ILANIT 2023

Insights from steroids measured in wildlife hair, feathers, and claws

Lee Koren
Bar Ilan University, Israel

Life history traits contribute to individual fitness. They show diverse trade-offs between growth, survival, and reproduction. Steroids may be involved in the mechanisms mediating these trade-offs via participation in reproduction, growth, and development, or as coordinators, adjusting behaviours to circumstances and contexts. Steroid concentrations can provide information to conspecifics (and researchers) on individual’s physiological and social condition. While rapidly changing steroid levels reflect internal states, their lability presents a challenge to quantification.
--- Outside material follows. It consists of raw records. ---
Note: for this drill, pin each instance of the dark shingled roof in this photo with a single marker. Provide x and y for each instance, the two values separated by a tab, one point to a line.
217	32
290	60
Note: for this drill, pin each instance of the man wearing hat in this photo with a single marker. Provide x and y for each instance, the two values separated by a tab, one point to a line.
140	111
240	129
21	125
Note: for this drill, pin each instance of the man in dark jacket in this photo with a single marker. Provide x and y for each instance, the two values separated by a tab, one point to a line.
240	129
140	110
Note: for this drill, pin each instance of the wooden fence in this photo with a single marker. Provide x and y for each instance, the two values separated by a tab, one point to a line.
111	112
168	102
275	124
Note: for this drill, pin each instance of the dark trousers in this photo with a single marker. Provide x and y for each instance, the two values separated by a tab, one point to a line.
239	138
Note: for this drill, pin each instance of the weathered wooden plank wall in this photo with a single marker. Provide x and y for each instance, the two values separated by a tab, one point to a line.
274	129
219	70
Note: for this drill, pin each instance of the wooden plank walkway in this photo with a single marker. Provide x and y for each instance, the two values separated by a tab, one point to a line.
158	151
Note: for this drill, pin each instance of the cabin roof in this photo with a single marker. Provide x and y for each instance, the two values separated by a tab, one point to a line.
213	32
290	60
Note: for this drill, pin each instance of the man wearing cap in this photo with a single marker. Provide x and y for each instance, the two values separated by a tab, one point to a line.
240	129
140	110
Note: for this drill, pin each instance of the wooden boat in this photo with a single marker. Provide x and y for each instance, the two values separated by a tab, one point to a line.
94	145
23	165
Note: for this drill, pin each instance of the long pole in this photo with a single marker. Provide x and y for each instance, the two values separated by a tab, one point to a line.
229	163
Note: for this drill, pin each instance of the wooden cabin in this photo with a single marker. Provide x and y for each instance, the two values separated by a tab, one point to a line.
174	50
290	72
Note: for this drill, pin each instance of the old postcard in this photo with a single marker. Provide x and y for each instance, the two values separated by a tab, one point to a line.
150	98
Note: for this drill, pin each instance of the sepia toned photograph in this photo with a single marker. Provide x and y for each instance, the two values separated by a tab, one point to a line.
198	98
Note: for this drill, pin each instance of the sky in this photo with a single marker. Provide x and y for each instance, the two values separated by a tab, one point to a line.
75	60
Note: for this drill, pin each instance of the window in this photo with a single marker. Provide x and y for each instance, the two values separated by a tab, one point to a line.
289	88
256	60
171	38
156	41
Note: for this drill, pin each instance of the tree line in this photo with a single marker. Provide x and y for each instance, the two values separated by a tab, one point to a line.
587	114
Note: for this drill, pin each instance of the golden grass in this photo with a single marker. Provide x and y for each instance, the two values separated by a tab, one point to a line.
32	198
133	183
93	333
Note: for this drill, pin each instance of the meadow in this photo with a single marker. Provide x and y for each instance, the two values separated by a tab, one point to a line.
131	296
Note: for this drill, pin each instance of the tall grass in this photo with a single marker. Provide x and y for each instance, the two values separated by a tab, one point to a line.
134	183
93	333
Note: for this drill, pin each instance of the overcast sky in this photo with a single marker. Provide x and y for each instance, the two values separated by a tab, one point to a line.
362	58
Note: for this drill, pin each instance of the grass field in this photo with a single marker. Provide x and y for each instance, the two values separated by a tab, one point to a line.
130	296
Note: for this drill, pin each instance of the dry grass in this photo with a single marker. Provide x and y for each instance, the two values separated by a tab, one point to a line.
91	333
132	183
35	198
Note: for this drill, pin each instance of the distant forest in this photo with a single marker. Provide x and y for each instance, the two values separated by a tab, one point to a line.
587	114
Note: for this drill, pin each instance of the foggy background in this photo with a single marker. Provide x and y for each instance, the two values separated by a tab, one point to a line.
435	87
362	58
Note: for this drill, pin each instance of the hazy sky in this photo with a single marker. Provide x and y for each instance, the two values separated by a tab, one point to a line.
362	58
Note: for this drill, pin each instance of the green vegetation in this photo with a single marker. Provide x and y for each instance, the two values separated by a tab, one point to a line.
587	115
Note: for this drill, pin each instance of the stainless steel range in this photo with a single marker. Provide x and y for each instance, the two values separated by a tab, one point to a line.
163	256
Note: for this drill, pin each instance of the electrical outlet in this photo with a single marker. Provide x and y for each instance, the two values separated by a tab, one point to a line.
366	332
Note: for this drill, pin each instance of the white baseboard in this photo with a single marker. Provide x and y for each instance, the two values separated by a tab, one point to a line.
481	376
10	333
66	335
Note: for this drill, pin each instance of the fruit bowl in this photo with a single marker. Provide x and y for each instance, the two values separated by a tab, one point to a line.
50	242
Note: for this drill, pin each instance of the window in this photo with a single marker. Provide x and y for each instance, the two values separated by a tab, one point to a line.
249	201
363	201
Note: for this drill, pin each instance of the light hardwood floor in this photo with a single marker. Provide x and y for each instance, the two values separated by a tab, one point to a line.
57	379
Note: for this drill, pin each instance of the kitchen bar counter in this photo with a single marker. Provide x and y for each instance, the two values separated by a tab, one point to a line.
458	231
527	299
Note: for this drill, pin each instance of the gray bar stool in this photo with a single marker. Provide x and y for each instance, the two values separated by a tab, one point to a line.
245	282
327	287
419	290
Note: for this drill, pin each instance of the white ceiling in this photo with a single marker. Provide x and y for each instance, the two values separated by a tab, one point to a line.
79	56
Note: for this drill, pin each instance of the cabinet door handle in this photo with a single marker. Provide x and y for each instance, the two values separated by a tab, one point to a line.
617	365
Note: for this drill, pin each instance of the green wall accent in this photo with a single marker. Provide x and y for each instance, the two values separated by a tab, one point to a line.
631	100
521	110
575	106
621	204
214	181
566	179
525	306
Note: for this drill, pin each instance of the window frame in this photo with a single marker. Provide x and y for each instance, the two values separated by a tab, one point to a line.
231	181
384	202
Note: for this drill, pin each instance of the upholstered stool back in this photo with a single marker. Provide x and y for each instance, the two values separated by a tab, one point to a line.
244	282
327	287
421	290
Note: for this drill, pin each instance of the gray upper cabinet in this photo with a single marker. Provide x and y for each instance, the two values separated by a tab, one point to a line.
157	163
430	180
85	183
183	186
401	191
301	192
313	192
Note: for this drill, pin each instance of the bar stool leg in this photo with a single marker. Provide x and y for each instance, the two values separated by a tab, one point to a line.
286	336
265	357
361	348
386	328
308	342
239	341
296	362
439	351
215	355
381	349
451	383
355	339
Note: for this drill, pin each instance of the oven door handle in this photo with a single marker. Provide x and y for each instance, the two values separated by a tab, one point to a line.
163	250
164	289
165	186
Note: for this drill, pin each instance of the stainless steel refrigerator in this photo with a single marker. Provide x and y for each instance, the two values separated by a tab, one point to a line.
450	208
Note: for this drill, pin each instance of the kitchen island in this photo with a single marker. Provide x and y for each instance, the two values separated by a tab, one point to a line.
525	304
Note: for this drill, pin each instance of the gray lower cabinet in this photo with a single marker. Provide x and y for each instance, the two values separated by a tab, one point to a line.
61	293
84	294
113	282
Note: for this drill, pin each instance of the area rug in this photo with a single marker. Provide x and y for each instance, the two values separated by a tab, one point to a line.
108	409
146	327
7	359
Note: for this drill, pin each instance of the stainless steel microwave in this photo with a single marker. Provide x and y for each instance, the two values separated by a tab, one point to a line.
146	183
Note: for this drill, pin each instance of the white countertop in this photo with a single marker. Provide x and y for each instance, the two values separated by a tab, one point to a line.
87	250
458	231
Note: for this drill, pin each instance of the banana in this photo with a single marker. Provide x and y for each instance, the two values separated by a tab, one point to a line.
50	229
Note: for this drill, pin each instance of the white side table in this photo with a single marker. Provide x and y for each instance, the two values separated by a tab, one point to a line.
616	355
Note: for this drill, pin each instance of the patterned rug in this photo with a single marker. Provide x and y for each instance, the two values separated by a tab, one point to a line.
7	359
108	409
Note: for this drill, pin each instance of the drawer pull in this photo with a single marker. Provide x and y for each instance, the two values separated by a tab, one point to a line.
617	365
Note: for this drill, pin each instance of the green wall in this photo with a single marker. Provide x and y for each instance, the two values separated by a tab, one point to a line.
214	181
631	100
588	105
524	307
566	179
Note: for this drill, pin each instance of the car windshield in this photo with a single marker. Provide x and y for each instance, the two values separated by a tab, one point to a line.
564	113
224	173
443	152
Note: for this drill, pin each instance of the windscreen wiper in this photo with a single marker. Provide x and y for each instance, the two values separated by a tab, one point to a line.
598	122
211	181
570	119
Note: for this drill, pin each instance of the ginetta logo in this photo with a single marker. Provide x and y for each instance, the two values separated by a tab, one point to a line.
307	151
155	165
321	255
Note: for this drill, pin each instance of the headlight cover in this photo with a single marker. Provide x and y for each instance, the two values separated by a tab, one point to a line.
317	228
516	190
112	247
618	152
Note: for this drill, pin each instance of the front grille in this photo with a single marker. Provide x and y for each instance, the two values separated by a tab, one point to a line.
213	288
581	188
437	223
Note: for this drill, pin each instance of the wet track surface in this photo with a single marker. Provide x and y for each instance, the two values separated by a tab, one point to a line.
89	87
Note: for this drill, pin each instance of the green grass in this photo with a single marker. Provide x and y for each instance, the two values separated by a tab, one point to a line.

In the last two decades, this challenge led to the validation of non-invasive matrices that reflect longer time frames that are not influenced by the stress involved in capture and handling.

Keratin-based matrices, such as hair, feathers, claws, and nails, are increasingly being used as a tool for quantifying endogenous steroids in wildlife and domestic animals. The main advantage of this approach is that it provides a long-term record of steroid hormone concentrations integrated over the period of growth. Since samples are unaffected by the momentary stress of collection, they are appropriate for studying long-term effects of stable social, physiological, nutritional, and environmental conditions, baseline levels, and chronic stress. In this talk, I will focus on the opportunities that hair-, claw-, and feather- testing have opened in studying natural (e.g., predators, parasites, weather, food availability, disease, social conflict) and anthropogenic stressors (e.g., populations that are hunted, suffer habitat fragmentation, or are disturbed by environmental contaminations).